The proposal went on to say that “Public Health statistics merely hint
at the primitive state of civilization in which most Negroes in the South
live.”
In
order to remedy this “dysgenic horror story,” her project aimed to hire three
or four “Colored Ministers, preferably with social-service backgrounds, and
with engaging personalities” to travel to various Black enclaves and
propagandize for birth control.
“The
most successful educational approach to the Negro,” Margaret wrote sometime
later, “is through a religious appeal.
We do not want word to go out that we want to exterminate the Negro
population and the Minister is the man who can straighten out that idea if it
ever occurs to any of their more rebellious members.”
Of
course, those Black ministers were to be carefully controlled—mere
figureheads. “There is a great
danger that we will fail,” one of the project directors wrote, “because the
Negroes think it a plan for extermination.
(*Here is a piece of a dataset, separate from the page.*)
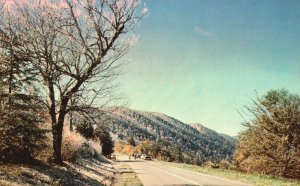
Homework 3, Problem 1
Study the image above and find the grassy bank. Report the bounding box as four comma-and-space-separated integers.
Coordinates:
114, 163, 143, 186
163, 162, 300, 186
Hence, let’s appear to
let the colored run it.” Another
project director lamented, “I wonder if Southern Darkies can ever be entrusted
with . . . a clinic. Our
experience causes us to doubt their ability to work except under White
supervision.” The entire operation
then was a ruse—a manipulative attempt to get African Americans to cooperate in
their own elimination.
The
program’s genocidal intentions were carefully camouflaged beneath several
layers of condescending social service rhetoric and organizational
expertise. Like the citizens of
Hamelin, lured into captivity by the sweet serenades of the Pied Piper, all too
many African Americans all across the country happily fell into step behind
Margaret and the Eugenic racists she had placed on her Negro Advisory Council.
Soon
taxpayer-supported clinics throughout the South were distributing
contraceptives to African Americans and Sanger’s science fiction dream of
discouraging “the defective and diseased elements of humanity” from their
“reckless and irresponsible swarming and spawning” appeared at last to be on
the road to fulfillment. Planned
Parenthood had its first real success in social engineering.